Maybe that is how we acquire language and behavior as children?

Maybe we are nothing more than very sophisticated machines for predicting the next token?

If that was the case there would be nothing magical to intelligence! Humans would be very much like ants.

The advance of civilization would not be driven by individuals but by reprocessing and refining information between generations.

For instance, people were toying with Infinitesimals for years but then Leibnitz and Newton came along and gave us "calculus".

And they were just a tiny stop in the progression of knowledge all the way since ancient times.

They used their neural networks to refine what was already there and make some additions.

And as we know, they didn't have the last word. Calculus continued to be formalized and extended even after they passed away.

So which is which?

Are we spiritual creatures where what we say and do is governed by the divine spark of our soul or personality?

And in that case the ChatGPTs of the world are but an ingenious, even though very powerful, toy.

Or are we nothing but complex information processing units that are outstanding at predicting the next thing to say and the next action to take?

And in that case ChatGPT is our close relative.

I don't think anyone has a convincing answer.

But pondering such questions is infinitely fun!

My favorite things ❤️

📺 The upcoming GTC conference - I had been in love with GTC for many years before I joined NVIDIA (just a couple of threads I wrote on it in the past). This is probably the best (and most entertaining!) way to stay in touch with the AI field. Self-driving cars but done properly without the hype and in broad collaboration across industry, companies creating digital twins of their factories, real time ray tracing... Absolutely fascinating! A new iteration of the conference will take place on March 20-23 and you can sign up for it for free here. Depending on where you live some of the sessions might be at really weird times, but all of them should have recordings available.

👻 PKIM woes continued - continuing on the theme from the previous newsletter, there is a lot of unfounded optimism surrounding personal knowledge management tools and solutions. But among it all, several books stand out. One of them is certainly How to Take Smart Notes by Sönke Ahrens. If you'd like to learn the history behind the Zettlekasten method, learn how note taking plugs the gaps in our psyche to enable improved performance, this is certainly worth your time!
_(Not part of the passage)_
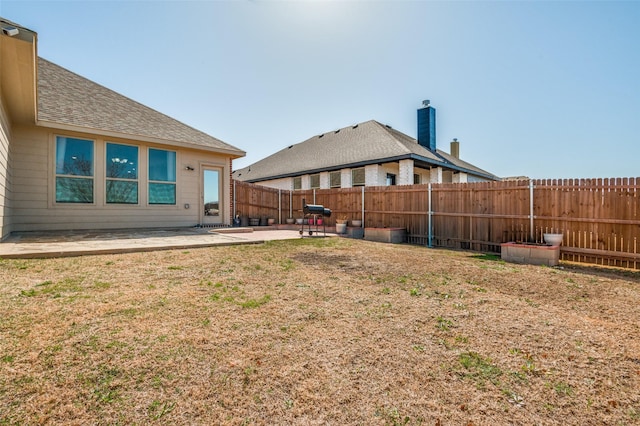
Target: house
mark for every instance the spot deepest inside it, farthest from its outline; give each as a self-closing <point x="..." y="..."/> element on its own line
<point x="366" y="154"/>
<point x="76" y="155"/>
✍️ How to train and deploy a Two-Tower RecSys solution - there is a big disparity between "RecSys tutorials" and what actually happens in the industry, so materials that cross that divide are very valuable. It just happens that my colleagues in collaboration with a couple of very interesting individuals (Jacopo Tagliabue and Hugo Browne-Anderson) authored such a piece of writing (along with code). How to train a Two-Tower model using Metaflow for orchestration, how to server predictions using AWS Lambda, and more! You can read about it all here.

My new video 📺

I teamed up with Hamel Husain to record a video on one of the most underrated MLOps tools, GitHub Actions.

Here are just a couple of topics we cover in the video:

✅ the ChatOps pattern
✅ deploy on merge
✅ run tests on push
✅ using cron with GitHub actions
✅ ... and much more!

Hope you enjoy! 🙂

Quote(s) of the Week ✍️

Even if you decide never to write a single line of manuscript, you will improve reading, thinking and other intellectual skills just by doing everything as if nothing counts other than writing.

Sönke Ahrens in How to Take Smart Notes

Great people have a vision of their lives that they practice emulating each and every day.
They go to work on their lives, not just in their lives.